The driving rain poured outside and I was wet sitting inside. I had jet lag and was feeling sick, shaken, and not good in the stomach. The two couples on either side of me were eating ungodly amounts of food, entire wheels of cheese, meat plates, steaks, quantities that made my system tremble. If you can’t fight them, join them.
The morning had started, as mornings do in Portugal, with some type of roll and a coffee at a café near my flophouse there in Lisbon. The rain wouldn’t let me wander far. Travel days like this need an indoor activity and thus I jumped on the subway for two quick stops to the river. The market is quite nearby and I had an umbrella, but I still became soaked.
The Mercado da Ribeira is a hipster market in Lisbon, Portugal that is produced by Time Out magazine. I never knew Time Out did such things. That’s mixing your journalistic integrity perhaps, but so far, I approve. The mercado is so hipster that all the travel show people like Andrew Zimmern and Anthony Bourdain film there, and I will as well in my future Flophouse TV show. The market is an old, existing one (since 1892, though some say centuries older) that Time Out says they took over in 2010, though another source says 2014. The older produce market, half the space, has been there for a while, but the hipster part, the food court, opened in 2014. It’s open until midnight most nights and 2:00 a.m. on the weekends, a start contrast with what an American market could do.

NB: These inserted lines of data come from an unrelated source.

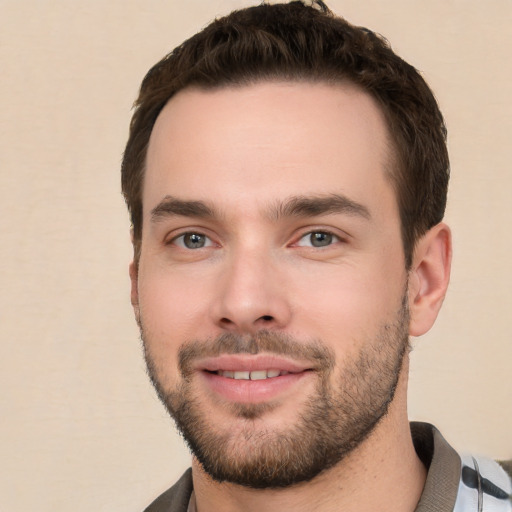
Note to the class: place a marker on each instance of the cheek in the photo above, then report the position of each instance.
(346, 305)
(171, 309)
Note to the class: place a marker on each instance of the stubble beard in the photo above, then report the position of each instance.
(334, 420)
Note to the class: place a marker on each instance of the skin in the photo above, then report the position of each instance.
(241, 152)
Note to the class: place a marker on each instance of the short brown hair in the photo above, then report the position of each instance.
(297, 42)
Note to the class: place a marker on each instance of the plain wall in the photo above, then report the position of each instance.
(80, 426)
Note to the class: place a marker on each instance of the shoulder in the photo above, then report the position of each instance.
(176, 498)
(507, 466)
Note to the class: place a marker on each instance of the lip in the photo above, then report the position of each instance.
(251, 391)
(248, 363)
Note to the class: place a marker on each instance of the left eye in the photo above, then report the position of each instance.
(318, 239)
(192, 241)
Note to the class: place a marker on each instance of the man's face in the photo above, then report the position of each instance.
(271, 286)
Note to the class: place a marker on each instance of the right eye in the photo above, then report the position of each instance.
(192, 241)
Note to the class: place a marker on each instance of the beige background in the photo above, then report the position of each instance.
(80, 427)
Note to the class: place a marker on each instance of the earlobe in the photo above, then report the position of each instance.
(429, 277)
(134, 292)
(134, 279)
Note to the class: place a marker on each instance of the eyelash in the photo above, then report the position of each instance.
(334, 238)
(208, 242)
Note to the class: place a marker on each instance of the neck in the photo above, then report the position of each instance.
(383, 473)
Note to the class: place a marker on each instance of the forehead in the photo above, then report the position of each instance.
(268, 140)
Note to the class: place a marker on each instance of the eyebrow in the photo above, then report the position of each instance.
(306, 206)
(295, 206)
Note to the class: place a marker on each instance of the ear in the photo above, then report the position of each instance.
(134, 279)
(429, 277)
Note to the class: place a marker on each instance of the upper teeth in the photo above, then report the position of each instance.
(254, 375)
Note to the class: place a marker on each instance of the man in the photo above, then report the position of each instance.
(286, 176)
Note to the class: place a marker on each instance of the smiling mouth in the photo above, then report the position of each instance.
(252, 375)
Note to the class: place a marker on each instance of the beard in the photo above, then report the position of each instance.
(347, 404)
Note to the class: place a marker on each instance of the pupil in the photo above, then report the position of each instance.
(194, 241)
(321, 239)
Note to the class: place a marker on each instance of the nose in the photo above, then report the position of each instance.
(252, 295)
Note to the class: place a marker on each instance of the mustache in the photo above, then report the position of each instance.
(263, 341)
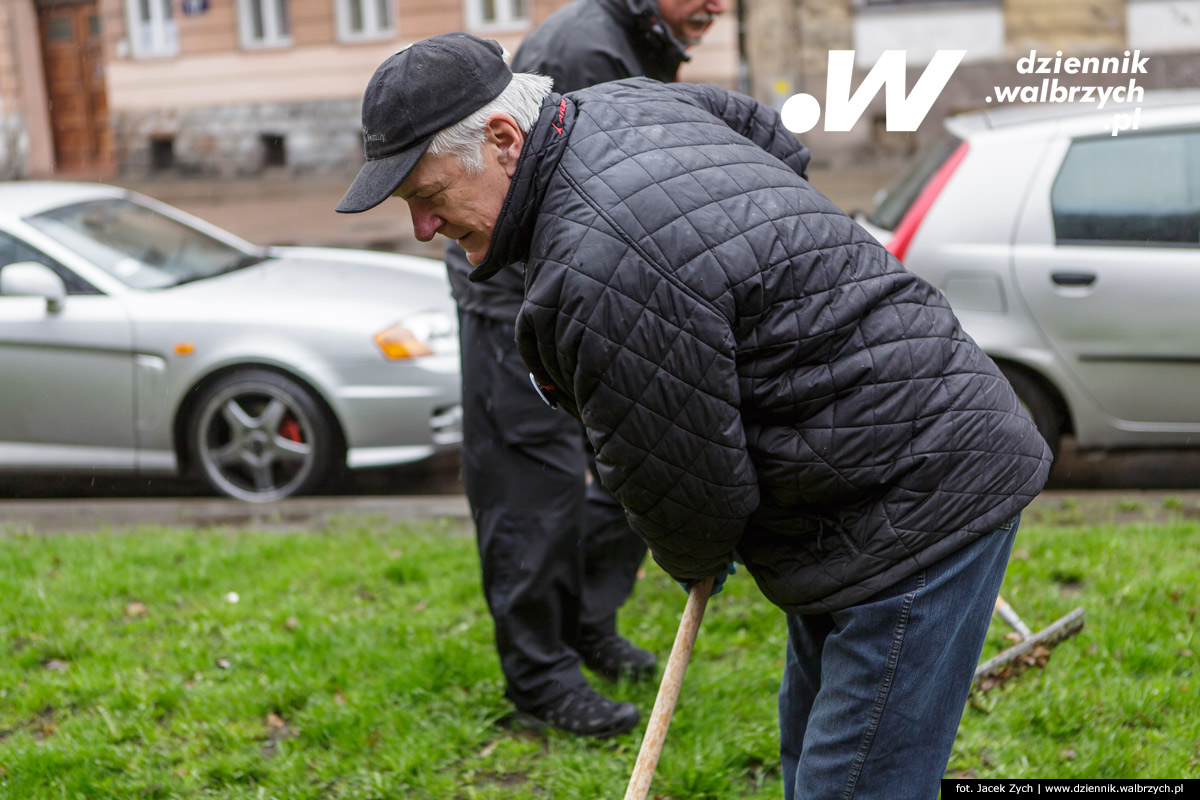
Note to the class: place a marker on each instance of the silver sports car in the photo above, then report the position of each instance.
(137, 338)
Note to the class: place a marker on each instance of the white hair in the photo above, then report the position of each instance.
(521, 100)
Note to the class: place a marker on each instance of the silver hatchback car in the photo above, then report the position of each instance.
(136, 338)
(1072, 256)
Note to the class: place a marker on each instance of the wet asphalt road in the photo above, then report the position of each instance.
(46, 505)
(274, 211)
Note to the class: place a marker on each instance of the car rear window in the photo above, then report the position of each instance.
(1141, 190)
(892, 203)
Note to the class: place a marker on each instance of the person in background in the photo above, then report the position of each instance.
(525, 468)
(759, 377)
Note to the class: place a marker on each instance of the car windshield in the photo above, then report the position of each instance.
(892, 203)
(138, 246)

The produce and fish side is just a regular, non-bustling market, worth a stroll and a few photos, but not much more. It’s the food court that becomes packed, and wait no don’t stop reading because of the phrase “food court”. Check the place out:
This is not even a little like a North American mall food court. The food rocks hard and people are joyous here. Perhaps I should employ the phrase “gastronomy cluster hall” instead. This food hall is something one sees and then cries internally, wondering why such a creation is apparently impossible in one’s home city. It’s a massive public space lined with booths, each one of course selling different food, of a quality that few malls see. The food stands were beautiful, some of them achingly so, with clearly a high class of equipment and a seriousness to the food. Being a civilized country, there are serve-yourself beer taps in the center of the hall, and plenty of wine and mixed drinks available at other spots.
The charcuterie stall was the most photogenic, and I approached them time and time again. Beautiful meat slices and cheese batons were laid out under the glass. Folded meat slices covered a tray of black bread squares, topped with long-cut scallions. Buns stuffed with meat sat in a pile, and strange cones full of meat, like little ice cream treats, made me wonder how to eat them. Behind them, a fresh mozzarella seller had samples, small squares of bread with mozzarella, walnuts, and raisins, and another tray where bread squares held the cheese with cherry tomato halves, pesto, and basil leaves. One could buy salads with the cheese, or my favorite-looking dish, a mozzarella ball topped with basil leaves perched on a bed of fresh-looking pasta, making the dish a composed salad. Lovely.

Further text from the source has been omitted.